By the time the sun had hit its highest, turning their hiding place into a veritable oven, the last group of the bandits had departed, heading west toward Ringhmon. They had torched the last undestroyed wagons of the caravan, leaving thin columns of smoke spiraling into the air behind them as they rode off. Mari and the Mage waited a while longer, despite the discomfort of their hiding place, but finally Mari decided that if she were going to die she would rather be killed by bandits down on the road than be broiled alive up on the ledge.
The climb down wasn’t easy, even in full daylight. Mari examined the remains of the caravan and its former guards and drivers as best she could stomach, looking for anything else that might help them. But in the time since the Mage’s search last night the bandits had done a thorough job of destroying and despoiling everything that was left.
She met Mage Alain again at the edge of the crater which marked where the first explosion had shattered the front of the caravan. Somebody had used a lot of explosives to produce a blast that powerful, and the Mechanics Guild charged plenty for explosives. This “bandit gang” had a great deal of money behind it.
If Mage Alain was right about what the bandits had said—and the lack of bullet holes in the ruin of her own wagon would seem to confirm his guess—they had spent all of that money and killed all of these people in order to get their hands on her.
Why?
Mage Alain shook his head as he looked down into the crater. “The caravan master did not escape. I believe a few guards may have made it out of the pass, fleeing east, but they could not have outrun the bandits.”
“I’m sorry to hear that.” Just common folk, her Mechanic training told her. Inferiors meant to serve Mechanics. They didn’t matter.
Except that they did.
Rubbing the back of his neck, Mage Alain squinted into the distance. “It should not matter…they do not matter,” he said, as if trying to convince himself, unknowingly using the same phrase which had come to Mari as she thought of her training.
Mari grimaced. “Can you think of any reason we shouldn’t start walking west right now instead of waiting for nightfall?”

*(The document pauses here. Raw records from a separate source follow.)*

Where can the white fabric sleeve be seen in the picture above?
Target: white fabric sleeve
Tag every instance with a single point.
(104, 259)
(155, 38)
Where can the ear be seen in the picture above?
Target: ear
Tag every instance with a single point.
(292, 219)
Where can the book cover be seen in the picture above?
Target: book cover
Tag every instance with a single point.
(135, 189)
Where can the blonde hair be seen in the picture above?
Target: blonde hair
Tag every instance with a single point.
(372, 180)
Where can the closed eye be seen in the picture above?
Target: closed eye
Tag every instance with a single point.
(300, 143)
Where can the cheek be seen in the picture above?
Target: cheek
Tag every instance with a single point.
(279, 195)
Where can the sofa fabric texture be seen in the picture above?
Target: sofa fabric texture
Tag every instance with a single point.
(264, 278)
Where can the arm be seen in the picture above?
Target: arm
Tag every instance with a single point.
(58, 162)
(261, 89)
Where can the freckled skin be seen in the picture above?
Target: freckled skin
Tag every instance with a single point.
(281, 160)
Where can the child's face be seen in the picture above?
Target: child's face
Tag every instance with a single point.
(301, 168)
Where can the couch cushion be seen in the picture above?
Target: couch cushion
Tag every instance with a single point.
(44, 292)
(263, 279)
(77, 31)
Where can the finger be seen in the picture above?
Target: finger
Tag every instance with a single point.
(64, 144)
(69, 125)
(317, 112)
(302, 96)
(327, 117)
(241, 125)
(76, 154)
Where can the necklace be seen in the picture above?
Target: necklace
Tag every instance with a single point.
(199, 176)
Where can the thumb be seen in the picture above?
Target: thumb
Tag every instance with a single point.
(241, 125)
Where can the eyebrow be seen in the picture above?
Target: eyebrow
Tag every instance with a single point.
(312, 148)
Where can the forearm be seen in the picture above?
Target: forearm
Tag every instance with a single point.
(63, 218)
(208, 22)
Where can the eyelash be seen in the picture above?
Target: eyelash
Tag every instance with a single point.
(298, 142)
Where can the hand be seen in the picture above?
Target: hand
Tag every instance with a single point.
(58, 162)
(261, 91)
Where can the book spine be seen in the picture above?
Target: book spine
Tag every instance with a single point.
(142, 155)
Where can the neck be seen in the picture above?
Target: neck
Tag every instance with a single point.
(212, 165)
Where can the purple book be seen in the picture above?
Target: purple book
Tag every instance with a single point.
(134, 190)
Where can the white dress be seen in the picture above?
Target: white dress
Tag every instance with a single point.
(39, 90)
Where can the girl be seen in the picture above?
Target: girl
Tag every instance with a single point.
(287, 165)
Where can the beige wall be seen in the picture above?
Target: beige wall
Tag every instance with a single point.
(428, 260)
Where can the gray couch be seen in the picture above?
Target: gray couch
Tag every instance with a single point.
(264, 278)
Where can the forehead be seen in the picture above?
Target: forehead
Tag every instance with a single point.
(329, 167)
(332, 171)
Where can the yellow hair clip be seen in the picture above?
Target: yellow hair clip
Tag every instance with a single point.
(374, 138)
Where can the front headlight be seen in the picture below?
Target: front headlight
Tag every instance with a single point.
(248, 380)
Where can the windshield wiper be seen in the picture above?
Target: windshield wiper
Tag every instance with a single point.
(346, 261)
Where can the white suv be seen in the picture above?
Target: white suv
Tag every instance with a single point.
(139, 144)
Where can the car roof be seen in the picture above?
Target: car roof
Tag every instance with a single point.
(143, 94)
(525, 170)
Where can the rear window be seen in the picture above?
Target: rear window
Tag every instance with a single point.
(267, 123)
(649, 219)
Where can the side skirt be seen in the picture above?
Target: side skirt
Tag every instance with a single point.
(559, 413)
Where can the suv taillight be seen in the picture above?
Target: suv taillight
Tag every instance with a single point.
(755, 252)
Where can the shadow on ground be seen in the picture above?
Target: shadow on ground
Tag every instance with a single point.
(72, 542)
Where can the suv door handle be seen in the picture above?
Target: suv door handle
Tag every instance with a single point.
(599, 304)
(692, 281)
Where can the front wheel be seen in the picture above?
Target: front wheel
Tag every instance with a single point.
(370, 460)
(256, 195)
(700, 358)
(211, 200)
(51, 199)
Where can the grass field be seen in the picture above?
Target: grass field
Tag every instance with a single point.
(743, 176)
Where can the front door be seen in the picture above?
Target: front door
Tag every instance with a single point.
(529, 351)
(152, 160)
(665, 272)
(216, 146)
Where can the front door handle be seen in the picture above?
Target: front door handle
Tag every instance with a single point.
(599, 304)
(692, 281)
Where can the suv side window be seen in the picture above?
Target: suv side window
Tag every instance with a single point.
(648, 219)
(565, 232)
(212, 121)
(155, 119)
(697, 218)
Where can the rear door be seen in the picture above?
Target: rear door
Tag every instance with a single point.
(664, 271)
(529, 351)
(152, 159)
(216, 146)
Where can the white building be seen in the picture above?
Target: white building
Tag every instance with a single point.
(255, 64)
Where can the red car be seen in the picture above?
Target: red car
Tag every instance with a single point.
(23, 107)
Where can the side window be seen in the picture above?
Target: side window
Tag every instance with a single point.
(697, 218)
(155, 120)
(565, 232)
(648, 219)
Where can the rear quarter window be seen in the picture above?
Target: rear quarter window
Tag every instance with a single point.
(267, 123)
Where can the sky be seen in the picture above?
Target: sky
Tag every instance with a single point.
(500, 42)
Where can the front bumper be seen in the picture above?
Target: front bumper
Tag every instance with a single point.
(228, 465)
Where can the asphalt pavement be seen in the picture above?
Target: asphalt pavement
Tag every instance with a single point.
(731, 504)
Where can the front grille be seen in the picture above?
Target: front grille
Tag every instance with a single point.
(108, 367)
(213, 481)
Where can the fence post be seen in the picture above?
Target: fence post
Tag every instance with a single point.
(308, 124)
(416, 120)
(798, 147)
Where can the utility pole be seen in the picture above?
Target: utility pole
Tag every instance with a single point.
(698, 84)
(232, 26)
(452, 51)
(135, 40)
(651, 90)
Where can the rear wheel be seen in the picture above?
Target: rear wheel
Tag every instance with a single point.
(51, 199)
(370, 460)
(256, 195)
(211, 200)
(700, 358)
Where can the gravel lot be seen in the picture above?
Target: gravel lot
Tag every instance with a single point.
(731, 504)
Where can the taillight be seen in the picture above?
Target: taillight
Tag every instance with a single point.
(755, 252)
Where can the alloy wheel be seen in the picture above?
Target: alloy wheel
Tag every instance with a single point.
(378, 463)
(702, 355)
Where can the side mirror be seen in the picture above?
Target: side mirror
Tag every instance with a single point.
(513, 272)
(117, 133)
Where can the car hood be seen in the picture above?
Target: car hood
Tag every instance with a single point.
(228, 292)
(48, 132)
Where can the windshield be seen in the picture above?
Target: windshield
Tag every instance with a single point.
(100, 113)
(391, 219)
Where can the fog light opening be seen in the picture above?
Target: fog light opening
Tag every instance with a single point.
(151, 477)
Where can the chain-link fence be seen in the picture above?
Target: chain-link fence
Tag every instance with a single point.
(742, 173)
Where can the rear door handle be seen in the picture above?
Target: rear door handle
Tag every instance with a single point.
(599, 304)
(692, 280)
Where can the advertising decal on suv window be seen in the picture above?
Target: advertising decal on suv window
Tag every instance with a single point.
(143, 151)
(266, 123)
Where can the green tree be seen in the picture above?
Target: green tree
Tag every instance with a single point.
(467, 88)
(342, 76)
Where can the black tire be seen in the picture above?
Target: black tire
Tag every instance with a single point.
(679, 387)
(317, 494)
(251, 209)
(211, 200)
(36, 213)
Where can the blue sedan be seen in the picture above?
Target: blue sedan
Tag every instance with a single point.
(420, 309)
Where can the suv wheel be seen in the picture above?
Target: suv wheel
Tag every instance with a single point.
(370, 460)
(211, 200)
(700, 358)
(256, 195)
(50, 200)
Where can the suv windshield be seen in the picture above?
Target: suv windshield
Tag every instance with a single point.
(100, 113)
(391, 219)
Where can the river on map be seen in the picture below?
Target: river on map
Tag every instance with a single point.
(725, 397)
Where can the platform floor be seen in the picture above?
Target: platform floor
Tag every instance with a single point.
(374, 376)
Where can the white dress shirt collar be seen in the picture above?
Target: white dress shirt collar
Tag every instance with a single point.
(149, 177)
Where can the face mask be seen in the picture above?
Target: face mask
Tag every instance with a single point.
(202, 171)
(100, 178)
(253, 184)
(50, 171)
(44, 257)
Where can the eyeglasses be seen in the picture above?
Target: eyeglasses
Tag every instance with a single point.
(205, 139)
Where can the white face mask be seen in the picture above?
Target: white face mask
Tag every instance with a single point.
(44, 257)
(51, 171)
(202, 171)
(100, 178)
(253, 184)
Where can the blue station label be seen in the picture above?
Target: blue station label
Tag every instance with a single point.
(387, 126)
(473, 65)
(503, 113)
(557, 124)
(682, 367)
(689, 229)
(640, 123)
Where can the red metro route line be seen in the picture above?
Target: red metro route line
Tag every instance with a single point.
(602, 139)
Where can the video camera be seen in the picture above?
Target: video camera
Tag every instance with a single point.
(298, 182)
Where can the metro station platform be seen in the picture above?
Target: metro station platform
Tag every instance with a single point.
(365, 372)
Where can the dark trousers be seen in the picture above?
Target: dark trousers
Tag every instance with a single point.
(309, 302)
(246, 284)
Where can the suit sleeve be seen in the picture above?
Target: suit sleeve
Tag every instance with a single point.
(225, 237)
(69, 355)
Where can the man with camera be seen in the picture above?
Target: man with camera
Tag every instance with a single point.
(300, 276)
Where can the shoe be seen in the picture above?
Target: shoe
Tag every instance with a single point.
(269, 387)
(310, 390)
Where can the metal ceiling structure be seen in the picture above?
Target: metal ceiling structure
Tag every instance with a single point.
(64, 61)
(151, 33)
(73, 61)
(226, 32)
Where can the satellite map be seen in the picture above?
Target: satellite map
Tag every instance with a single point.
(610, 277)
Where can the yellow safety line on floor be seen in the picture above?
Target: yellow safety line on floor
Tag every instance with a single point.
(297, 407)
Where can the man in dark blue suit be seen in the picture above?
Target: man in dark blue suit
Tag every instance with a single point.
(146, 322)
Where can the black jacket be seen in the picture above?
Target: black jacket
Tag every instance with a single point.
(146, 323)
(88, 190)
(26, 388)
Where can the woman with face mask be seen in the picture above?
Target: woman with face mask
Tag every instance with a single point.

“No. We will not overtake mounted bandits unless they stop to watch for us, and if they do lie in wait, perhaps I can avenge those who died here.” The lack of emotion in his voice matched that in his face.
But Mari thought she could see the anger smoldering deep in the Mage’s eyes. She could have pointed out to Mage Alain that his desire for vengeance meant he did care about what had happened here, but she simply nodded and said nothing, feeling reassured that this Mage, at least, did think the fates of others mattered.
They walked westward until close to sunset, taking full advantage of any shade cast by the heights around the pass. Just before sunset they cleared the pass, coming to a point where the road zigzagged down a fairly steep slope before continuing in a long curve toward the northwest across desert flatlands which ran all the way to the horizon. Mari, wishing she had brought a far seer, gazed out over the panorama for any sign of the bandits, but except for a tiny cloud of dust far down the road saw nothing.
After eating a small amount of the trail rations and drinking as little water as they dared, they started down the slope, cutting across the back-and-forth twists of the road designed to accommodate wagons. That sped them up enough that they reached the bottomland before moonrise.